I have nothing wise to write about the random accident that stole Bill Brand from us. Instead I’m leaning on Robert Earl Keen.

I go out on a party
To look for a little fun
But I find a darkened corner
‘Cause I still miss someone

And with apologies for Steve Earle, I’ll add . . . Save some up there for me, maestro.

The challenge of getting history right

Dockery Farms

History should not be a moving target, but sometimes it seems awfully hard to pin down.

I was already thinking about this before we visited the Delta Blues Museum in Clarksdale, Mississippi, yesterday. I’ve been sifting through a bunch of stories about Belgian White beers pre-Pierre Celis and many contain altogether different facts.

So two things from the Blues Museum. First, they’ve framed pages from a 1990 Living Blues article about Robert Johnson that includes maps to possible sites of the famed crossroads (where Johnson sold his soul to the devil in order to become a great musician) and to the various locations where he might be buried. The crossroads stuff is myth, of course, but the fact is nobody seems to be able to say for sure where his body ended up.

This doesn’t keep folks at each graveyard — in the early 1990s we used both sets of maps when we spent several weeks blues hunting in Mississippi, Arkansas and Tennessee — from claiming Robert Johnson is buried right there.

Second, the biggest display in the museum is set inside the sharecroppers cabin Muddy Waters lived in before leaving Clarksdale for Chicago. (Sierra isn’t into the blues, but she was pretty excited when she heard one of the songs. “Hey, Dad, that’s your ringtone.”)

The documentary showing on a screen behind a life-size wax statue of Waters (extra credit if you know his given name . . . without using Google or Wikipedia) includes an entertaining interview with Keith Richards of the Rolling Stones. He tells a particularly colorful story about when he first met Muddy, and the bluesman had white paint dripping off his head because he was up on a ladder painting when Richards walked in.

Problem is, Marshall Chess of Chess Records points out Richards’ story is ridiculous. You never would have found Waters in overalls, paint brush in hand. That’s in the documentary, but how many times has Richards told the story when Chess wasn’t there to offer a correction? Chess doesn’t doubt Richards’ sincerity. He says that could be the way Richards remembers what happened, just that he’s wrong.

I’ve experienced the same thing recently, talking to two different brewers about a conversation they once had. Each remembers the details differently. Is one right? Must the other be wrong?

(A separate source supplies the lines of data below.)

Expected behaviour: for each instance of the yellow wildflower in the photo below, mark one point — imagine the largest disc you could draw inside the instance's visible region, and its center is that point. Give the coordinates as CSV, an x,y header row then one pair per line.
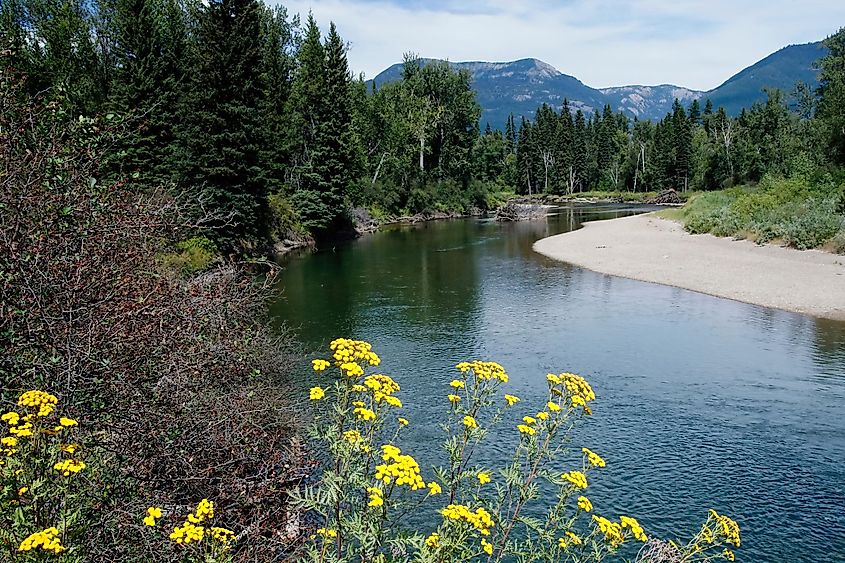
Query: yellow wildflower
x,y
593,458
525,429
319,365
376,498
577,478
632,524
47,540
486,547
69,466
585,504
153,513
11,418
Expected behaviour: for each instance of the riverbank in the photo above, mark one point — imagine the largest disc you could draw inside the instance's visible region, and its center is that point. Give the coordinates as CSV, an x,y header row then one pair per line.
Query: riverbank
x,y
653,249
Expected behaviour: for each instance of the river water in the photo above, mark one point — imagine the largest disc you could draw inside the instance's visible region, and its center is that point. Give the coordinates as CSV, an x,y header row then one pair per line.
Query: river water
x,y
702,402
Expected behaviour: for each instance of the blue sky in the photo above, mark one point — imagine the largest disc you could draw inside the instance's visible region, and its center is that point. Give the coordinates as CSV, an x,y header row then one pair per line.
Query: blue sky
x,y
695,43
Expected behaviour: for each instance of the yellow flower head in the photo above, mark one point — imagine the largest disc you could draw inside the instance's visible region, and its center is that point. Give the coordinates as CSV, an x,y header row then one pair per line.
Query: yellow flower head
x,y
319,365
525,429
11,418
585,504
46,540
69,466
577,478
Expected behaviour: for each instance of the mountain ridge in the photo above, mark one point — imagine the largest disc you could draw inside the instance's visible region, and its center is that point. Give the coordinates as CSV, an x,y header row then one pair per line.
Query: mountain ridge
x,y
519,87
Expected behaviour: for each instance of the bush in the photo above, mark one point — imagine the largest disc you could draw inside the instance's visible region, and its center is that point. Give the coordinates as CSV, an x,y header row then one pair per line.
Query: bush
x,y
192,256
182,373
368,482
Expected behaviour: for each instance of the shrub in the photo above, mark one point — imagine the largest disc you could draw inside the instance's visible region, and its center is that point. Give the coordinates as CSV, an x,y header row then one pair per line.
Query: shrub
x,y
369,481
193,255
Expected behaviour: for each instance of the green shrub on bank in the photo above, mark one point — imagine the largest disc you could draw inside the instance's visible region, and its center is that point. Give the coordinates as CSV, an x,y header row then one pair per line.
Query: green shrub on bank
x,y
797,211
191,256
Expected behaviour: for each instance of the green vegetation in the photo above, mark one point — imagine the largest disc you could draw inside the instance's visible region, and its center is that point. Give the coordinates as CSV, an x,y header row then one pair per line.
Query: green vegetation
x,y
532,508
795,211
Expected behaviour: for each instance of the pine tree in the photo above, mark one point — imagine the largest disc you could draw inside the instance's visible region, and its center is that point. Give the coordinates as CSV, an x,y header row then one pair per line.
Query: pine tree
x,y
831,108
219,159
148,50
312,192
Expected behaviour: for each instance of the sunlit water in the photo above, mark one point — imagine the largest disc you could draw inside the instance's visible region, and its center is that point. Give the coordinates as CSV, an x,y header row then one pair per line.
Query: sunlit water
x,y
702,402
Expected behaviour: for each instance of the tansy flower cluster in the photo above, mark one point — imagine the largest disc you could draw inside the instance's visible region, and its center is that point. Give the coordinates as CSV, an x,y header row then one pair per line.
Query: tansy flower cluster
x,y
401,469
577,478
350,351
192,529
47,540
570,537
41,400
153,513
480,519
484,370
69,466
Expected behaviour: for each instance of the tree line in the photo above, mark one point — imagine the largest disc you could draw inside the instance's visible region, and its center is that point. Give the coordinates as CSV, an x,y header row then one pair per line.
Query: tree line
x,y
245,109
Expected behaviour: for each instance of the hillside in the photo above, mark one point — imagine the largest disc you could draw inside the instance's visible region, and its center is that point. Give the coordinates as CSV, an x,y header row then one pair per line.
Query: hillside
x,y
519,87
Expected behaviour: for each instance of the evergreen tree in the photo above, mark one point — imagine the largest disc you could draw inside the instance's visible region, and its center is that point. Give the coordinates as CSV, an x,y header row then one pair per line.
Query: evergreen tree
x,y
148,50
220,137
831,108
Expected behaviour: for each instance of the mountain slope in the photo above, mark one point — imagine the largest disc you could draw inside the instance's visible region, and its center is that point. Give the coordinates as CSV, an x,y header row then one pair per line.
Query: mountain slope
x,y
520,87
781,70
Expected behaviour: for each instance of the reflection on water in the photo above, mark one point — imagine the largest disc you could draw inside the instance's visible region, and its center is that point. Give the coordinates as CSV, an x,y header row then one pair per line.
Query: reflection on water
x,y
701,401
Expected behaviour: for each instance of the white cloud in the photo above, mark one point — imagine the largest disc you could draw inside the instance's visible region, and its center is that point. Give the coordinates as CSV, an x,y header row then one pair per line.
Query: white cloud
x,y
696,43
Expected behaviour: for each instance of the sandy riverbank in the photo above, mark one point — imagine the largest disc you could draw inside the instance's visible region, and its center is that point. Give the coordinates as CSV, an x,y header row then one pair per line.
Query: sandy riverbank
x,y
652,249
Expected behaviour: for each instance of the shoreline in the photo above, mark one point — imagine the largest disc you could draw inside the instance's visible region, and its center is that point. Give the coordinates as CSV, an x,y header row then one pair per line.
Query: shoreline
x,y
652,249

Do we need an absolute answer? Do we discard both versions? Or make them both part of history and figure the “truth” will sort itself out? The thing is that Richards’ story tells you something about him, but in this case leaves a false impression of Waters.

The photo at the top is from Dockery Farms, one of the stops on the Mississippi Blues Trail. Notice that despite the title on of the sign the following words acknowledge the blues didn’t have a single birthplace. That’s the way history works sometimes.